Subito dopo questo agguato, Morabito chiede di essere ascoltato da un vice commissario della penitenziaria che dopo il colloquio dispone il trasferimento in una cella singola prima del trasferimento a Paola. Ma in quella lettere di trasferimento, disposte dalla direzione, non viene riportato nessun riferimento a «l’eventualità che il detenuto possa avere problemi con i detenuti di Paola». Una mancanza che, forse, è costata la vita a quel detenuto che non aveva voluto fare un favore ai compagni di cella.

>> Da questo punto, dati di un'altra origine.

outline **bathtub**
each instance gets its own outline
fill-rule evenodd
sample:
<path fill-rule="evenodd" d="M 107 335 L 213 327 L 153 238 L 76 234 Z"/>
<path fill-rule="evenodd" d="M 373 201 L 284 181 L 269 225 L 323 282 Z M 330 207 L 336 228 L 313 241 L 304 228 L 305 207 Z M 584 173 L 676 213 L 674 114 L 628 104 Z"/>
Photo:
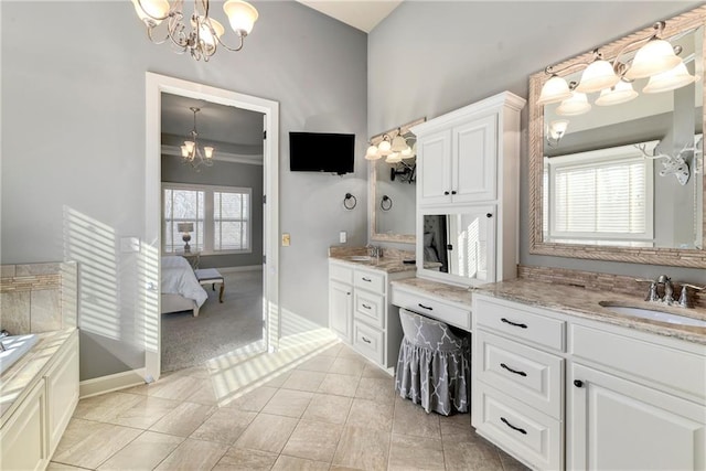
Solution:
<path fill-rule="evenodd" d="M 0 339 L 0 374 L 4 373 L 18 360 L 34 346 L 39 338 L 35 333 L 26 335 L 10 335 Z"/>

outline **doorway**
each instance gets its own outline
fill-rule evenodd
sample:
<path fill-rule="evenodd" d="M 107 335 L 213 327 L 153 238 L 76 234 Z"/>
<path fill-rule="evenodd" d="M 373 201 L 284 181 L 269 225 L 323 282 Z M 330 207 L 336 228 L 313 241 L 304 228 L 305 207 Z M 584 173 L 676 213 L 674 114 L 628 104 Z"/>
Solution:
<path fill-rule="evenodd" d="M 146 116 L 146 247 L 143 253 L 148 269 L 148 293 L 145 302 L 146 319 L 146 379 L 158 379 L 161 374 L 161 280 L 162 250 L 162 99 L 164 94 L 255 111 L 263 115 L 266 139 L 263 146 L 263 342 L 261 349 L 276 350 L 279 339 L 278 303 L 278 116 L 276 101 L 238 94 L 232 90 L 205 86 L 163 75 L 147 73 Z M 208 302 L 208 301 L 206 301 Z M 151 327 L 151 329 L 150 329 Z"/>

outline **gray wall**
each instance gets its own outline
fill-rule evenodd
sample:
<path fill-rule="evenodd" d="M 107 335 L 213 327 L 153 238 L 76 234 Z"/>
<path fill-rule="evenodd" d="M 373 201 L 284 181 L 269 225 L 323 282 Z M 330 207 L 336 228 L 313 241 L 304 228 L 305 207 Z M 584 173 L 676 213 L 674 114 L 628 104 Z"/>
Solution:
<path fill-rule="evenodd" d="M 148 71 L 279 101 L 285 312 L 325 325 L 327 248 L 339 231 L 367 239 L 367 36 L 292 1 L 254 4 L 245 49 L 205 64 L 151 44 L 127 0 L 0 2 L 0 261 L 78 259 L 82 379 L 143 362 L 139 267 L 119 247 L 146 234 Z M 355 173 L 290 173 L 290 130 L 355 133 Z M 346 192 L 355 211 L 343 208 Z"/>
<path fill-rule="evenodd" d="M 527 97 L 531 74 L 700 3 L 404 2 L 368 36 L 368 135 L 502 90 Z M 396 54 L 404 60 L 391 67 Z M 522 114 L 521 264 L 706 281 L 705 270 L 531 255 L 527 108 Z"/>
<path fill-rule="evenodd" d="M 180 158 L 162 156 L 162 182 L 249 188 L 252 201 L 252 248 L 249 254 L 202 256 L 200 268 L 248 267 L 263 264 L 263 165 L 216 160 L 213 167 L 195 172 Z"/>

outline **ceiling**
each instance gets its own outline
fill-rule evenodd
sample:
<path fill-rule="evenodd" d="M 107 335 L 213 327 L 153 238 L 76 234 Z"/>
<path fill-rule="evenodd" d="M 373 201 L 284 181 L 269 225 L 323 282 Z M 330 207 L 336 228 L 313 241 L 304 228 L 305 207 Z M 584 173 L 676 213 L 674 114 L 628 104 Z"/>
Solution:
<path fill-rule="evenodd" d="M 323 14 L 370 33 L 402 0 L 297 0 Z"/>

«Vai subito dai carabinieri e denuncia – racconta ancora Morabito riferendo alla Longo dell’ultimo colloquio con il figlio all’interno del carcere di Paola: mancano pochi giorni alla scoperta del cadavere – il prossimo giovedì non mi trovi, hanno incaricato già tre elementi per ammazzarmi… papà sono tutti corrotti, la guardia notturna sa tutto, vengono, aprono, mi ammazzano e poi fanno finta che mi sono impiccato».
Maurilio Morabito verrà trovato morto “impiccato” all’interno della sua cella il 20 aprile del 2016. Cinque mesi dopo, le cimici del reparto investigativo del Dap intercettano lo sfogo denuncia del padre di Morabito nel quale la Longo viene a conoscenza anche del movente, il favore, che sarebbe alla base della morte del giovane tossicodipendente: i presupposti per stendere una notizia di reato «ci sarebbero tutti – annota il Gip – ma la direttrice gnorri, non ha fatto nulla».